Discussion Speculation: Zen 4 (EPYC 4 "Genoa", Ryzen 7000, etc.)

Vattila · Oct 6, 2019

Except for the details about the improvements in the microarchitecture, we now know pretty well what to expect with Zen 3.

The leaked presentation by AMD Senior Manager Martin Hilgeman shows that EPYC 3 "Milan" will, as promised and expected, reuse the current platform (SP3), and the system architecture and packaging looks to be the same, with the same 9-die chiplet design and the same maximum core and thread-count (no SMT-4, contrary to rumour). The biggest change revealed so far is the enlargement of the compute complex from 4 cores to 8 cores, all sharing a larger L3 cache ("32+ MB", likely to double to 64 MB, I think).

Hilgeman's slides did also show that EPYC 4 "Genoa" is in the definition phase (or was at the time of the presentation in September, at least), and will come with a new platform (SP5), with new memory support (likely DDR5).

What else do you think we will see with Zen 4? PCI-Express 5 support? Increased core-count? 4-way SMT? New packaging (interposer, 2.5D, 3D)? Integrated memory on package (HBM)?

Vote in the poll and share your thoughts!

DisEnchantment · Aug 18, 2021

Bigos said:
Most of the kernel cannot even use SSE, and that is not because of feature levels but because of the design (tasks that don't clobber XMM registers don't need to save/restore them on context switches). I don't think these feature levels will mean much in the kernel, but I would like to be proven wrong (some features are unrelated to the vector registers and might make the kernel more performant).

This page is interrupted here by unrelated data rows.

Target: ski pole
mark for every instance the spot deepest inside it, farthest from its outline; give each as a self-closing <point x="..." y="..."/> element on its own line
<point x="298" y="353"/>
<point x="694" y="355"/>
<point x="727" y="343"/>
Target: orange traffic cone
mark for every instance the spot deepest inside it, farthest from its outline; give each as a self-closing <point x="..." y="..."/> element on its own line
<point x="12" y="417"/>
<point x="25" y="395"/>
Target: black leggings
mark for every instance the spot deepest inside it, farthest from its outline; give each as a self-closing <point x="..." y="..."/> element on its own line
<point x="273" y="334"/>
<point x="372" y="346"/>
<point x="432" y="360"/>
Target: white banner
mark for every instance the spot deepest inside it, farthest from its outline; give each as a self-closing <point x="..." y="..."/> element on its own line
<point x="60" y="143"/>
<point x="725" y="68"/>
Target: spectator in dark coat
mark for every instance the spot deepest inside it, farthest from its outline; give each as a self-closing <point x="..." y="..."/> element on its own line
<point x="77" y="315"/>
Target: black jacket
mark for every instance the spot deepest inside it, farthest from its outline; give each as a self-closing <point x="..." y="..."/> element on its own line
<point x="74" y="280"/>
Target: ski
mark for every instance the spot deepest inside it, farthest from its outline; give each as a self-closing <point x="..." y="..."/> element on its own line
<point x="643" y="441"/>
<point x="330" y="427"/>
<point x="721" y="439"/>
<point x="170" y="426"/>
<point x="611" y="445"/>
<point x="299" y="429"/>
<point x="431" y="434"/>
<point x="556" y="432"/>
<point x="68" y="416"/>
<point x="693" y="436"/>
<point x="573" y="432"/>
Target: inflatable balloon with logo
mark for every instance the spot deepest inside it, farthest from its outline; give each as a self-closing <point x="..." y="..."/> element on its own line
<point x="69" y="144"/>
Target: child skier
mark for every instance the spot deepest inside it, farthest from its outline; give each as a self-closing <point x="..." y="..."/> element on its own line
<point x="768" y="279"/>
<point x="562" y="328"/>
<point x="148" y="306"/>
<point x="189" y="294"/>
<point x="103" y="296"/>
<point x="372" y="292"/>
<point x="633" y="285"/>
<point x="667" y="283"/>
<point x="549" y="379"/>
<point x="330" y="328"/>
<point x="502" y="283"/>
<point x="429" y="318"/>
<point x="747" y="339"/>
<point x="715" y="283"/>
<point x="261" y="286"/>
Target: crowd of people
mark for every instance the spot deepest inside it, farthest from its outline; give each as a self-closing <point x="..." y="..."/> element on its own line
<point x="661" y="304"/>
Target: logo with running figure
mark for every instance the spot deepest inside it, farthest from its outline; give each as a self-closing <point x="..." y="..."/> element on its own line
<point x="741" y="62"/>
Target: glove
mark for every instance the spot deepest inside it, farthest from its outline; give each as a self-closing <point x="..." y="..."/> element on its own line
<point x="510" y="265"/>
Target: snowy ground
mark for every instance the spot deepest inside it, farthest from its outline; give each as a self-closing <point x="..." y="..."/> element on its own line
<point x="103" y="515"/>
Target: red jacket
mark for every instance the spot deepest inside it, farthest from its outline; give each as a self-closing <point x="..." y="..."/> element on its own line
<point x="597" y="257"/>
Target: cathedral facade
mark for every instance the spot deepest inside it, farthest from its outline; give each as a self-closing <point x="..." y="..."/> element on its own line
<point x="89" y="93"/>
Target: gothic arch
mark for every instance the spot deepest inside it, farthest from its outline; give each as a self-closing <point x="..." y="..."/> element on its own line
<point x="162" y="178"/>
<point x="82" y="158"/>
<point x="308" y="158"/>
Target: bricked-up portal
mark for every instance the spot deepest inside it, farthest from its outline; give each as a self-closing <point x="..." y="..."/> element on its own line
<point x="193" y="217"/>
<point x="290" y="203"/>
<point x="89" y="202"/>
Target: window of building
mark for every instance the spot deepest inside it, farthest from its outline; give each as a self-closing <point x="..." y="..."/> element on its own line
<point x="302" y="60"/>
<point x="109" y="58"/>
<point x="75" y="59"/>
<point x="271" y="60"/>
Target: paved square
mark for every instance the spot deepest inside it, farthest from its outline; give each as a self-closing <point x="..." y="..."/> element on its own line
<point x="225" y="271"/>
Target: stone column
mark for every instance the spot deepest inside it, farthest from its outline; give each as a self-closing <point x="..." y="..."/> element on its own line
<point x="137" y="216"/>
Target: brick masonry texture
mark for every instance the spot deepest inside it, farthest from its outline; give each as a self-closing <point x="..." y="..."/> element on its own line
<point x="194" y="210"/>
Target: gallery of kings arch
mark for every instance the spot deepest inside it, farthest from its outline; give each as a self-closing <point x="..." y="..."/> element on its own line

We have our SW ISV providing us a distro with AVX enabled in netfilter and the packet latency from the load balancer to the worker nodes is night and day difference.
The more complex the ebtables/iptables rules are the better the performance gains seems to be. Packet mangling, traversing the rules is much faster
This is one case that I know first hand, I wonder how many more.

Thibsie · Aug 18, 2021

https://twitter.com/x/status/1427929018234458114

512 indeed ?

JoeRambo · Aug 18, 2021

DisEnchantment said:
We have our SW ISV providing us a distro with AVX enabled in netfilter and the packet latency from the load balancer to the worker nodes is night and day difference.
The more complex the ebtables/iptables rules are the better the performance gains seems to be. Packet mangling, traversing the rules is much faster

It might not even have anything to do with AVX or vectorization. What could happen is those flags enable use of instructions like Haswell BMI and compiler can generate efficient logic, bit testing and so on code. These can make huge difference as well.
But it could also be vectorization as well, as AVX can be very efficient in pattern and substring search operations. The real question is - can compiler generate such good code, or does distro simply contain hand optimized assembly routines for hot paths? Are You getting binaries, or source to build?

Thibsie said:
https://twitter.com/x/status/1427929018234458114

512 indeed ?

Yeah, AVX512 does not come free, take AVX2 FP PRF area, multiply by 4, then multiply by not small factor to account for signals having to deal with large physical distances and also multiply by FP PRF size growth if any for ZEN4.
I think Golden Cove Core+L2 area versus ZEN4 Core+L2 is gonna be as valid process and architecture provess comparison as we are gonna ever get.

uzzi38 · Aug 18, 2021

Thibsie said:
https://twitter.com/x/status/1427929018234458114

512 indeed ?

That sounds a bit too large to me honestly. That would be an absolutely huge chunk of the die space gained from the die shrink lost just to AVX-512 registers. Not saying it's not feasible, just that I would expect it to be smaller than that.

dr1337 · Aug 18, 2021

uzzi38 said:
That sounds a bit too large to me honestly. That would be an absolutely huge chunk of the die space gained from the die shrink lost just to AVX-512 registers. Not saying it's not feasible, just that I would expect it to be smaller than that.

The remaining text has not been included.